Nothing wrong with that. Goodness knows, government at every level has plenty of dunderheads trying to run things — just like any other organization. And yet, as Joel Mathis of Philadelphia Magazine writes, “Americans may not trust their government, but they sure want it to do a lot of stuff. And a lot of the stuff they want government to do, they think it does well. Dive deeper into the Pew survey and you’ll see that healthy majorities of Americans polled see an expansive role for government in American life.”

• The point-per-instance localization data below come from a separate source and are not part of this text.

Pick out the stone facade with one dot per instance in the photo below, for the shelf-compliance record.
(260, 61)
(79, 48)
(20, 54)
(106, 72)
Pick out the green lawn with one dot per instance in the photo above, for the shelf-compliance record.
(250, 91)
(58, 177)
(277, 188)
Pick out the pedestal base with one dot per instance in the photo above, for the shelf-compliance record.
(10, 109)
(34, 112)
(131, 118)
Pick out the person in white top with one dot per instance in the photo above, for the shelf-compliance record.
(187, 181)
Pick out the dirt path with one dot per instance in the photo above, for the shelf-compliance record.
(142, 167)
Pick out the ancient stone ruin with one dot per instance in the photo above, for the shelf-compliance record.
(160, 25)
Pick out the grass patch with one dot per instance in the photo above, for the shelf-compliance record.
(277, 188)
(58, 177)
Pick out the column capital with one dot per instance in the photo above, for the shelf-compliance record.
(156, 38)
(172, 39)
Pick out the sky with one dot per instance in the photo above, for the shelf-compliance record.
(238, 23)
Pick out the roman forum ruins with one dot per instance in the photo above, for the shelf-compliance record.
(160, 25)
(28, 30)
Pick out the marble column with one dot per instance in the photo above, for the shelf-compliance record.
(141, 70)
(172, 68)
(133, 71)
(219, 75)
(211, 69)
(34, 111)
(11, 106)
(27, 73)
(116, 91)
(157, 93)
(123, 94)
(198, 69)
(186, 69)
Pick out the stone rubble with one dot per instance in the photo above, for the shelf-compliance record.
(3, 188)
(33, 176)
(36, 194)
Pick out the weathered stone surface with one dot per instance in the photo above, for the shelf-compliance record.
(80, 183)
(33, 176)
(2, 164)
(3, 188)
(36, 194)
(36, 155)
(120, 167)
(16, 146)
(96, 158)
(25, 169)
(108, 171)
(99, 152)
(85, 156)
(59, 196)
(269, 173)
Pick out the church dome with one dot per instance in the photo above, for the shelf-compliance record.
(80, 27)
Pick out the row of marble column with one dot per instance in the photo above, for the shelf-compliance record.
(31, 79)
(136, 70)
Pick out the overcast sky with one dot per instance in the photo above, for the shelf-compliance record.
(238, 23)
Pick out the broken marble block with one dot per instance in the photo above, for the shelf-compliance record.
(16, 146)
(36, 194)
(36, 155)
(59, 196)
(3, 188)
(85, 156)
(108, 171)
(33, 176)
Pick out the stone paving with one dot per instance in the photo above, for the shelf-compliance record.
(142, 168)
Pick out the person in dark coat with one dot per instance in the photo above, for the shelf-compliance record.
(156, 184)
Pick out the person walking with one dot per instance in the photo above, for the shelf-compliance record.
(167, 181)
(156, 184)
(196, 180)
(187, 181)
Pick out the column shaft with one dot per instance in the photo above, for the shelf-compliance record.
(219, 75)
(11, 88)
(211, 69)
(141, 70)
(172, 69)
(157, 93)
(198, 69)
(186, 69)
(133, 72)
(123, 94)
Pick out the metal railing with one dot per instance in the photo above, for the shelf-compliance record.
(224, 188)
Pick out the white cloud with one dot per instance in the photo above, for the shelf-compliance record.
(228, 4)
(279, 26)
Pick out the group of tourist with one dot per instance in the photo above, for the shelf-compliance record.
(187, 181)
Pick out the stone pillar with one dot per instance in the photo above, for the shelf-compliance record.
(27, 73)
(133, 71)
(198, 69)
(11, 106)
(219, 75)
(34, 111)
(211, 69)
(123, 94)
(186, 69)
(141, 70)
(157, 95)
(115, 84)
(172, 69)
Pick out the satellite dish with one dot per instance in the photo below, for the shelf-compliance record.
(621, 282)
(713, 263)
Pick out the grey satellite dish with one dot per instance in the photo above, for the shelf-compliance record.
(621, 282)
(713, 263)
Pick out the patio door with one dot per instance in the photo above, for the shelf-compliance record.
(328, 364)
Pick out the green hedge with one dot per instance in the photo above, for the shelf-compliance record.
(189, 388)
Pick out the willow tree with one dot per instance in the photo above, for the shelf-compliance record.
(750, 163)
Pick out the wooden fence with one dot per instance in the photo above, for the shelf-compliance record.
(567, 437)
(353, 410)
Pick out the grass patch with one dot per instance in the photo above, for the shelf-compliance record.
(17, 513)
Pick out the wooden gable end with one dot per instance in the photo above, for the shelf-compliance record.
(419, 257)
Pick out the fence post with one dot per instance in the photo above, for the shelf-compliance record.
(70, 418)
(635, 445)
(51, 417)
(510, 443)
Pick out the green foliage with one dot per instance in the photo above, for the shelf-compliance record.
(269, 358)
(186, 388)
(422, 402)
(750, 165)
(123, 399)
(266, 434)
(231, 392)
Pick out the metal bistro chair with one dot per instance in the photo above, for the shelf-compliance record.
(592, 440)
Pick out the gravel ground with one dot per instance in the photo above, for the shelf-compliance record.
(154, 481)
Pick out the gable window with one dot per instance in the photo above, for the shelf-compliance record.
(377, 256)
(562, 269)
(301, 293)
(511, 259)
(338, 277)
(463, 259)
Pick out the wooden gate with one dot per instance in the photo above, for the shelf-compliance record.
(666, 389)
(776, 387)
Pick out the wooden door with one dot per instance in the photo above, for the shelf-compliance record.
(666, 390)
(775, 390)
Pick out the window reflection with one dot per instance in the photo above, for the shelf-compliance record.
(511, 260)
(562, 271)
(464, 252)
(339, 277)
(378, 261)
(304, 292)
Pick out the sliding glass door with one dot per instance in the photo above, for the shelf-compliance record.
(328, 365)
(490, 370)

You know, a role in responding to natural disasters, or setting standards for the workplace, or ensuring safe food and medicine. Polls show that the American public overwhelmingly wants the federal government to be involved in these things, and the public gives that government high marks for how it manages them.
Or take government at the local level. Have you visited a park lately? Had your garbage picked up? Taken water from the tap? All of those civilized comforts are the result of a government that has managed to keep things running smoothly.
I know, I know, it’s part of the American DNA to complain about government. And I also know that different individuals might distrust government for vastly different reasons. Yet that brings up the most disturbing finding of the Pew survey. As Samantha Smith wrote in the organization’s summary of its results: “When asked if elected officials or ordinary Americans could do a better job of solving the nation’s problems, 55 percent say ordinary Americans could do better.”
To which the appropriate reaction is something along the lines of a spit-take followed by a “Huh?” The average American really thinks their plumber or their barber or their friendly local newspaper columnist could do a better job of dealing with Syria? I rode in a taxi once with a driver who seemed to have all the answers to all the world’s problems; that doesn’t mean I would vote for him.
Voters can do better
All of which brings us to the issue of cognitive dissonance. You see, while people say they are dissatisfied with government, they keep voting for the politicians they think are doing a worse job than the CPA down the street would. In the 2014 midterm elections, about 95 percent of congressional members who sought re-election were rewarded with a return trip to Washington, D.C. In 2012, Barack Obama won re-election by 5 million votes and with 62 percent of the electoral vote.
So maybe we really don’t abhor government as much as we like to pretend. As Ben Boychuk of the Manhattan Institute’s City Journal writes: “We don’t think government is particularly competent, except when we do.”
That is why politics are so confounding these days, an age in which intellectual curiosity has given way to partisan demagoguery. So many people on both halves of the political spectrum live in an echo chamber of their own beliefs — what the Pew Research Center refers to as “ideological silos” — that any quest for compromise is drowned out by demands for ideological purity.
Because of that, we have moved beyond mere dissatisfaction with government and into the realm of actual anger. Pew found that while 57 percent of respondents are frustrated with the federal government, 22 percent identify themselves as angry with it.
Angry? Really? Because officials who likely will get re-elected keep doing the things that got them elected in the first place? Sounds more like cognitive dissonance on the part of the voters.